Money Managers Fight for Slice of Europe Company Bond SupplyBy
Some investors being allocated 10 percent of their order
PSA Banque France saw orders ten times the size of its deal
When auto finance company PSA Banque France SA said it was selling 500 million euros ($534 million) of bonds last week, Frankfurt fund manager Alexander Barth liked what he saw and placed an order.
Unfortunately for him, many of his competitors had the same idea. The bond attracted bids for 10 times what was on sale and the interest the company was offering on the debt fell precipitously, prompting Barth, who helps manage 20 billion euros in corporate bonds at Union Investment Privatfonds GmbH, to walk away.
"We decided to leave the books due to the massive cutback of the reoffer spread," he said. “We are seeing unusually strong demand for euro credit new issues.”
His experience is common among European bond managers at the start of 2017. Asset buying by the European Central Bank to stimulate the region’s economy and rising redemptions this year are contributing to a relative shortage of corporate debt supply.
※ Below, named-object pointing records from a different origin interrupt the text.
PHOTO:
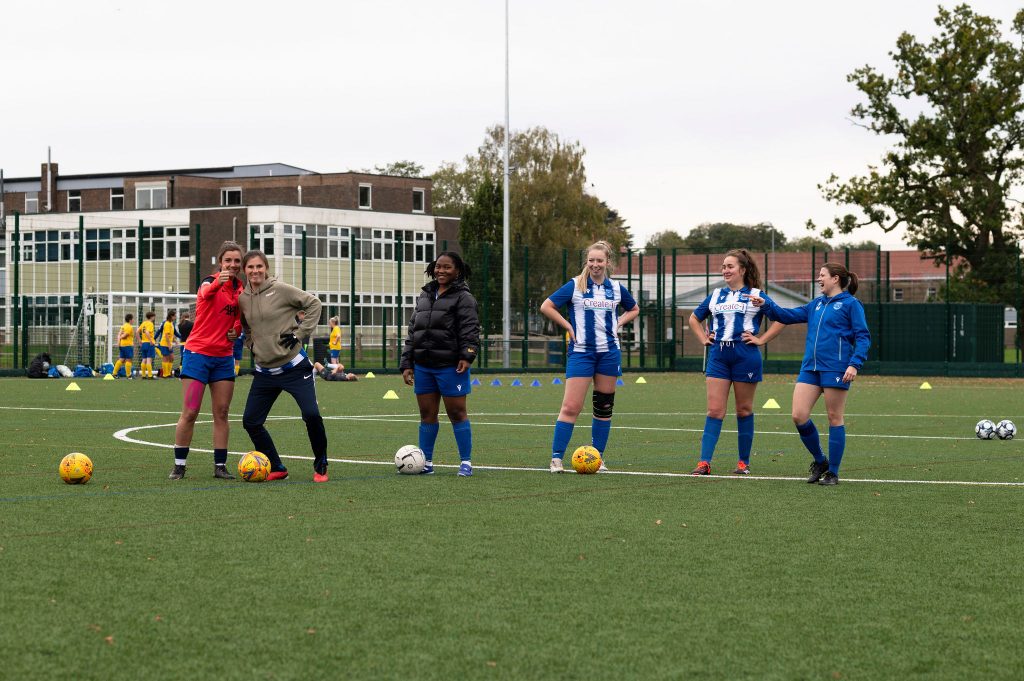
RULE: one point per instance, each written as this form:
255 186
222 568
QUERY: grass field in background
909 568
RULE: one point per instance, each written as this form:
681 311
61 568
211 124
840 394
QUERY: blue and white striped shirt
731 313
593 312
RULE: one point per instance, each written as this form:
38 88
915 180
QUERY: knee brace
603 403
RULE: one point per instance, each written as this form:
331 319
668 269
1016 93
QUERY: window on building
293 239
97 245
261 238
230 196
47 246
151 197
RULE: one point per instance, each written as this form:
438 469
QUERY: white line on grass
509 414
124 435
399 419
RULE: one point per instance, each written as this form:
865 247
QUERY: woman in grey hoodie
268 311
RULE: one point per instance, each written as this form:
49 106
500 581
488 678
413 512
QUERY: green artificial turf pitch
909 568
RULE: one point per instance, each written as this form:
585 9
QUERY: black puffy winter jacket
443 330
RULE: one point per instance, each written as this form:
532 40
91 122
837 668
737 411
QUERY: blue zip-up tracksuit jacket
837 331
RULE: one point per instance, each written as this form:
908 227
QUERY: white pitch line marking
124 435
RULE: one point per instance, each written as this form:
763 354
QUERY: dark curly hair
464 270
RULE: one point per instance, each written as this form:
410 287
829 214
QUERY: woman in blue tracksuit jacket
837 346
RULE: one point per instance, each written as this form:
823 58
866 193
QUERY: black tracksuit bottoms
297 382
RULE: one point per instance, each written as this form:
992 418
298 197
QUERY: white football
410 460
985 429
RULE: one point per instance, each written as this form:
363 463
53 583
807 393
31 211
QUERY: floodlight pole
506 269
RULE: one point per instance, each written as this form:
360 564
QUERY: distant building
158 221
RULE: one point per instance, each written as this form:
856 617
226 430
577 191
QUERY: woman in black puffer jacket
443 339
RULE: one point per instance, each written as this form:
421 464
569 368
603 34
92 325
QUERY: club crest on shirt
719 308
594 303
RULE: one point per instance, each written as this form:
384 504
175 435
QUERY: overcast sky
690 111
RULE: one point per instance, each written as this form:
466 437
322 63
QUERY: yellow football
586 460
76 468
254 467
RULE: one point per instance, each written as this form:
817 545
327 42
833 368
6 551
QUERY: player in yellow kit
126 343
166 343
146 350
334 342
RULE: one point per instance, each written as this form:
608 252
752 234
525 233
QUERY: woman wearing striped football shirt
593 299
733 359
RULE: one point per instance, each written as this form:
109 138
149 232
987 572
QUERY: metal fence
67 308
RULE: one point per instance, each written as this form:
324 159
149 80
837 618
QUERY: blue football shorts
587 365
823 379
736 362
444 380
206 369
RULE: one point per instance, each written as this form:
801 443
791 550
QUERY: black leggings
297 382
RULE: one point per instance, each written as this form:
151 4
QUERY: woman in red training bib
208 360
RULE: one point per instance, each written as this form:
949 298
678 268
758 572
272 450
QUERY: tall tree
866 245
549 206
400 169
667 239
482 219
953 108
453 188
720 237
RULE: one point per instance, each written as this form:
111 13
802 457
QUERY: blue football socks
837 444
428 435
809 436
744 424
563 433
713 428
599 431
463 438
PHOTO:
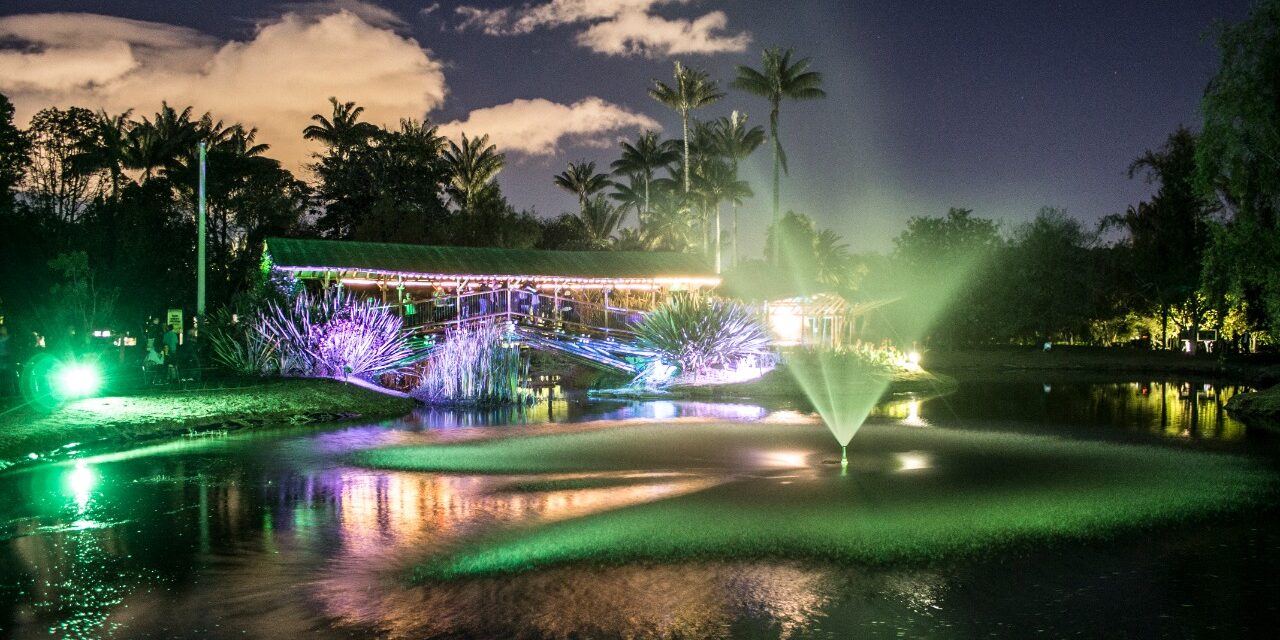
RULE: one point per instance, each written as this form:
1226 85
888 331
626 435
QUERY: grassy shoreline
1261 407
122 419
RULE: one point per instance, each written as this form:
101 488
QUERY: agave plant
700 334
476 364
241 346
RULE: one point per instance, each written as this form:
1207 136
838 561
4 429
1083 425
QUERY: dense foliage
97 210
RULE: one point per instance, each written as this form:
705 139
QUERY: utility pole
200 242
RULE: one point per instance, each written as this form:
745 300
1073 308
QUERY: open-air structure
548 296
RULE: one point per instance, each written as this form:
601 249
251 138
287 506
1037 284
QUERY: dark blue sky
1000 106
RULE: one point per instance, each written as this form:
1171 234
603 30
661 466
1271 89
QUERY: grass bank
118 419
1261 407
910 494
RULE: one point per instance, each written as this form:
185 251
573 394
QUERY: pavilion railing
519 306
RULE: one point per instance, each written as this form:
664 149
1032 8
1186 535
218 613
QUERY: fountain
842 389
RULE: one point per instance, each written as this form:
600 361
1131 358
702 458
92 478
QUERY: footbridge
586 333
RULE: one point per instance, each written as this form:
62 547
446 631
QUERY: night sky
1000 106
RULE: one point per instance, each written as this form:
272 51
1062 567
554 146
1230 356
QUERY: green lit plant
476 364
241 346
700 334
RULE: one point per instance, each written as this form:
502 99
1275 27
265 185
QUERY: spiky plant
475 365
334 334
700 334
241 346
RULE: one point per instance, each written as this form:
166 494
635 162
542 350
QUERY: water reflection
1166 408
273 534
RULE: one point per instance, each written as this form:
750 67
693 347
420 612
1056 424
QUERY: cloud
373 14
640 33
273 81
539 127
613 27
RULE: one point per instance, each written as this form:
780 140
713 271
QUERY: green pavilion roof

As a result, fund managers looking to buy new securities are often being left disappointed. Those that do place successful bids sometimes only get a quarter of the bonds they order, if they’re lucky. In some deals they may only see 10 percent, according to Barth, who said money managers can typically expect about 35 percent under normal conditions, and in some cases a full allocation.
Such buoyant demand means pricing on euro non-financial high-grade bonds this year has tightened an average 16.2 basis points during bookbuilding, data compiled by Bloomberg show.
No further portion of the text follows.